Works across OpenAI, Mistral, and Claude — Claude’s native event stream is translated to OpenAI SSE format.
for chunk in client.chat.completions.create(
model="gpt-4o-mini",
messages=[{"role": "user", "content": "Hello"}],
stream=True,
):
print(chunk.choices[0].delta.content or "", end="")
Example - Python
from openai import OpenAI
client = OpenAI(
base_url="http://localhost:8080/v1",
api_key="your-api-key"
)
response = client.chat.completions.create(
model="gpt-4",
messages=[{"role": "user", "content": "Explain AI"}]
)
Example - cURL
curl -X POST http://localhost:8080/v1/chat/completions \
-H "Content-Type: application/json" \
-d '{
"model": "gpt-4",
"messages": [{"role": "user", "content": "Explain AI"}]
}'
Example - JavaScript
const response = await fetch('http://localhost:8080/v1/chat/completions', {
method: 'POST',
headers: { 'Content-Type': 'application/json' },
body: JSON.stringify({
model: 'gpt-4',
messages: [{ role: 'user', content: 'Explain AI' }]
})
});
Configuration
Endpoints for inspecting and updating runtime configuration.

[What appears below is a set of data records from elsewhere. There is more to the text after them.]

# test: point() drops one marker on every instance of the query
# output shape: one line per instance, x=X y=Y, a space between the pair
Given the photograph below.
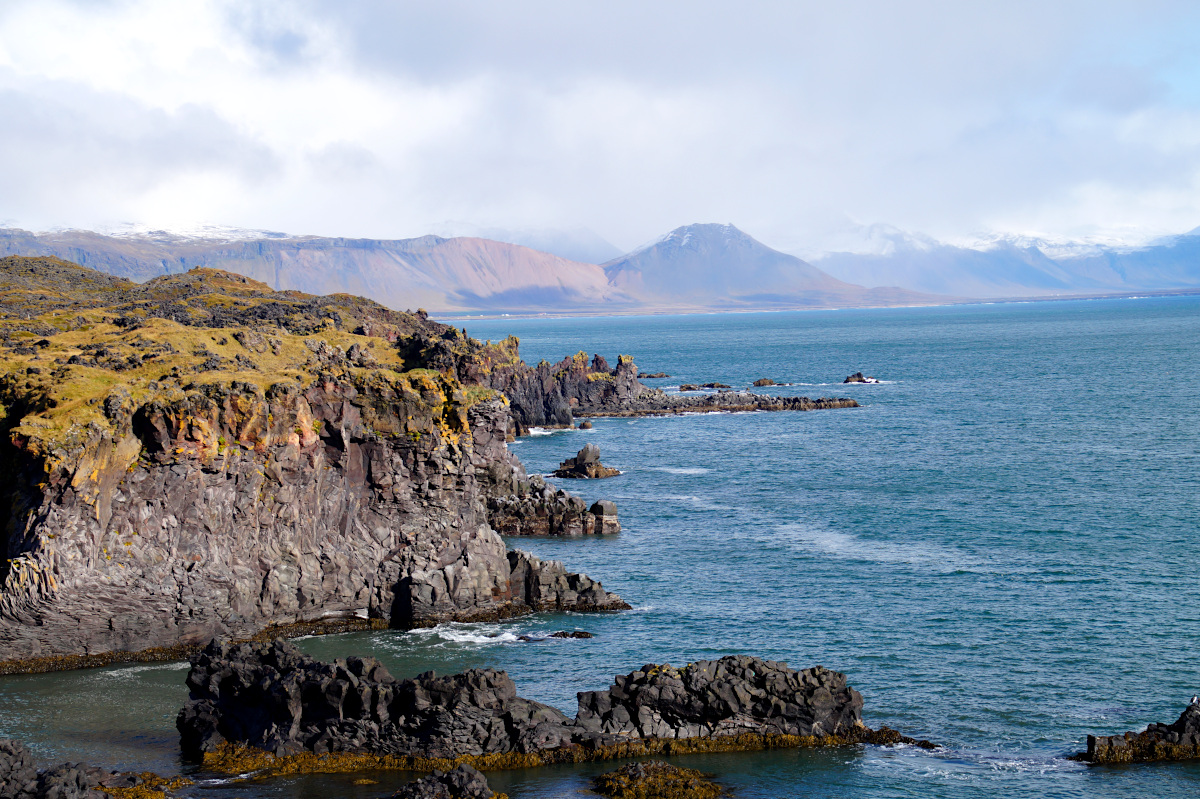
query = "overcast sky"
x=791 y=120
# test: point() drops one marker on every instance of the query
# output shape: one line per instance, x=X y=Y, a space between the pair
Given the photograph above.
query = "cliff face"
x=173 y=481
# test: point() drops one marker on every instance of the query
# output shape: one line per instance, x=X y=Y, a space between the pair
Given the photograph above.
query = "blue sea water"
x=1000 y=547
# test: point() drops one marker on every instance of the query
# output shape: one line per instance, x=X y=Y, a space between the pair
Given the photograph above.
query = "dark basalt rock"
x=463 y=782
x=652 y=404
x=279 y=700
x=586 y=466
x=19 y=779
x=655 y=780
x=724 y=697
x=535 y=508
x=1175 y=742
x=276 y=698
x=858 y=377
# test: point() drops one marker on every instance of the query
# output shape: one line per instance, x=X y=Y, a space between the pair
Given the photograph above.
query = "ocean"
x=1000 y=548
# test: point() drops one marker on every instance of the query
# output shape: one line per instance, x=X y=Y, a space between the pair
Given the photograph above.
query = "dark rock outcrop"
x=21 y=779
x=858 y=377
x=718 y=402
x=275 y=698
x=1175 y=742
x=462 y=782
x=246 y=476
x=586 y=466
x=724 y=697
x=655 y=780
x=539 y=509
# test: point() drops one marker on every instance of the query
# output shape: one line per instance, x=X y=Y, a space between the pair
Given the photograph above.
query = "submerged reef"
x=274 y=709
x=655 y=780
x=1175 y=742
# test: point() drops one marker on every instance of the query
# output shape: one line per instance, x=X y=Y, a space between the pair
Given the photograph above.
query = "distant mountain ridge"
x=720 y=266
x=694 y=268
x=1009 y=266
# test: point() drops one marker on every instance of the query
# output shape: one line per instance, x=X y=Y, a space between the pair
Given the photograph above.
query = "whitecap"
x=455 y=632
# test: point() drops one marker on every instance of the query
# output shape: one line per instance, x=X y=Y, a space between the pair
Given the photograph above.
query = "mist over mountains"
x=693 y=268
x=1013 y=266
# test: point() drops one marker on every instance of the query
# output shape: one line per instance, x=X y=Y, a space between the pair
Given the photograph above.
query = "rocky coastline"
x=271 y=707
x=585 y=466
x=202 y=456
x=1179 y=740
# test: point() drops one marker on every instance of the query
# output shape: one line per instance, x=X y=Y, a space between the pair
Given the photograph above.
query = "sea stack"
x=586 y=466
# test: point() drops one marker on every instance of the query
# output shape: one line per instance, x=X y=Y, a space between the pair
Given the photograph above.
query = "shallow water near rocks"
x=1000 y=548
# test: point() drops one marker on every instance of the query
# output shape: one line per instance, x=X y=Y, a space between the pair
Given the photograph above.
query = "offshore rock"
x=1175 y=742
x=655 y=780
x=19 y=779
x=586 y=464
x=277 y=700
x=730 y=696
x=858 y=377
x=653 y=404
x=537 y=508
x=462 y=782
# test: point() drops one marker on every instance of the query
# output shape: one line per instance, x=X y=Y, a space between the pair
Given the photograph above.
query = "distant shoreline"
x=447 y=317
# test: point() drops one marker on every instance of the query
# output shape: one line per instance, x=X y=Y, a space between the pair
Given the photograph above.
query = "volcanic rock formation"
x=462 y=782
x=586 y=466
x=203 y=456
x=280 y=701
x=1175 y=742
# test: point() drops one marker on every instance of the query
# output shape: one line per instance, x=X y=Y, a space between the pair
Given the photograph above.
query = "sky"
x=797 y=121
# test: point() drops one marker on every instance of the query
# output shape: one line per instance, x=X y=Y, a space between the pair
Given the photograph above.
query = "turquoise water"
x=999 y=547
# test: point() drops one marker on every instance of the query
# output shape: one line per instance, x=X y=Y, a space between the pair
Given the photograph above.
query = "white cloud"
x=381 y=119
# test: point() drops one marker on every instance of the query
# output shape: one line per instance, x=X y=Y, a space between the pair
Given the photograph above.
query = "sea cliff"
x=201 y=455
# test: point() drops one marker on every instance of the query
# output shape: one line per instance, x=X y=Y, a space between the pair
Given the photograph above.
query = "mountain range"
x=695 y=268
x=1013 y=266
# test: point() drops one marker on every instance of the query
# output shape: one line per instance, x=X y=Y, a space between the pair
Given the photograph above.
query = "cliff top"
x=71 y=337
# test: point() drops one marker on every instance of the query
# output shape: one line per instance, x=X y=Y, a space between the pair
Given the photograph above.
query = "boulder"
x=276 y=698
x=858 y=377
x=730 y=696
x=586 y=464
x=462 y=782
x=21 y=779
x=1175 y=742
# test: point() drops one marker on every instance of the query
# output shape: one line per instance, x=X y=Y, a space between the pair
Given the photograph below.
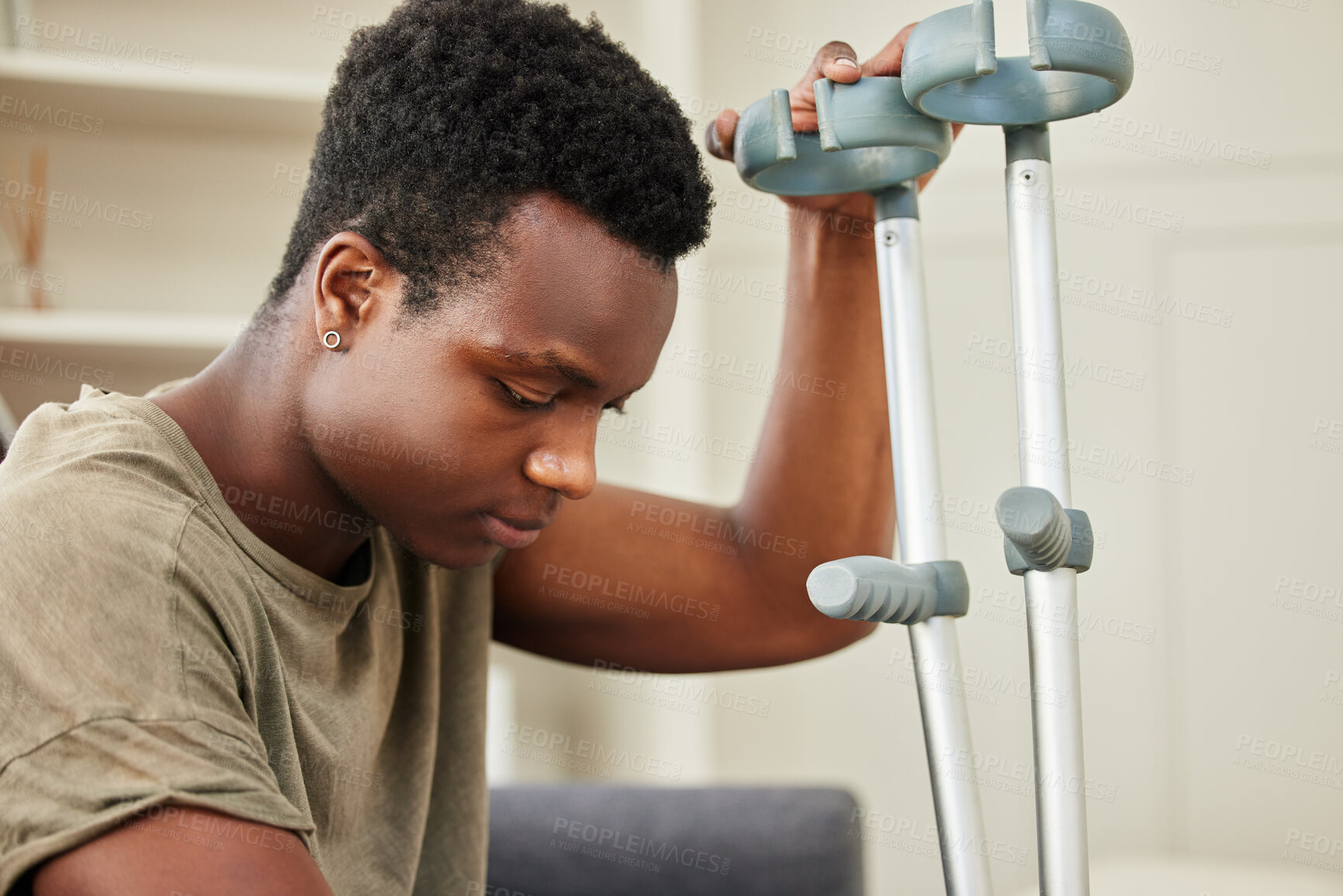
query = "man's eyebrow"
x=556 y=362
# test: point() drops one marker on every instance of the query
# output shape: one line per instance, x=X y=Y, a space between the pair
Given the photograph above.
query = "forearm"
x=822 y=472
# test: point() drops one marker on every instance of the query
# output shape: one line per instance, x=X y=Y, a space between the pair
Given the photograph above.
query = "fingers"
x=836 y=61
x=885 y=62
x=720 y=133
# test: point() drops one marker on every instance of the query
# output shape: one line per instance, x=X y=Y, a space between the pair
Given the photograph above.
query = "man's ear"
x=352 y=284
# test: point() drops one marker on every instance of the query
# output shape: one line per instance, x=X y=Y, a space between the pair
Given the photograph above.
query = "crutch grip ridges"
x=1040 y=534
x=877 y=589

All require Authorization: Bearer $API_AUTH_TOKEN when auth is enabled.
GET /v1/config
Return the current provider, available providers, similarity thresholds, gray-zone verifier flag, and cache settings.
Response (200 OK)
{
"provider": "openai",
"available_providers": ["openai", "mistral", "claude"],
"high_threshold": 0.70,
"low_threshold": 0.30,
"enable_gray_zone_verifier": true,
"cache_ttl_hours": 24,
"cache_max_entries": 100000
}
Example - cURL
curl http://localhost:8080/v1/config \
-H "Authorization: Bearer $API_AUTH_TOKEN"
PATCH /v1/config
Update similarity thresholds and the gray-zone verifier flag at runtime. Any subset of fields may be supplied; omitted fields are unchanged.
Request Body
{
"high_threshold": 0.85,
"low_threshold": 0.40,
"enable_gray_zone_verifier": true
}
Validation: 0 <= low_threshold < high_threshold <= 1.0. Invalid values return 400.
Response (200 OK) — same shape as GET /v1/config, reflecting the updated values.
Response (400 Bad Request)
{
"error": "high_threshold (0.4000) must be greater than low_threshold (0.5000)"
}
Example - cURL
curl -X PATCH http://localhost:8080/v1/config \
-H "Authorization: Bearer $API_AUTH_TOKEN" \
-H "Content-Type: application/json" \
-d '{"high_threshold": 0.85, "low_threshold": 0.40}'
Provider Management
POST /v1/config/provider
Switch the embedding provider at runtime.
Request Headers
Content-Type: application/json
Request Body
{
"provider": "mistral"
}
Parameters
| Parameter | Type | Required | Description |
|---|---|---|---|
| provider | string | Yes | Provider name (openai, mistral, claude) |
Response (200 OK)
{
"message": "Provider updated successfully",
"provider": "mistral"
}
Response (400 Bad Request)
{
"error": "unsupported provider: invalid (supported: openai, mistral, claude)"
}
Example - cURL
curl -X POST http://localhost:8080/v1/config/provider \
-H "Content-Type: application/json" \
-d '{"provider": "mistral"}'
Example - Python
import requests
response = requests.post(
'http://localhost:8080/v1/config/provider',
json={'provider': 'mistral'}
)
print(response.json())
Example - JavaScript
const response = await fetch('http://localhost:8080/v1/config/provider', {
method: 'POST',
headers: { 'Content-Type': 'application/json' },
body: JSON.stringify({ provider: 'mistral' })
});
Use Cases
- A/B testing different providers
- Failover during provider outages
- Cost optimization based on load
- Performance testing
Error Responses
All endpoints may return these error responses:
400 Bad Request
{
"error": "Invalid JSON"
}
500 Internal Server Error
{
"error": "Failed to call OpenAI: connection timeout"
}
Rate Limiting
PromptCache does not implement rate limiting. Rate limits are inherited from your provider’s API.
SDK Support
PromptCache is compatible with any OpenAI SDK:
- Python:
openaipackage - Node.js:
openaipackage - Go:
go-openaipackage - Ruby:
ruby-openaigem - Java: OpenAI Java client
Just change the base_url to point to PromptCache.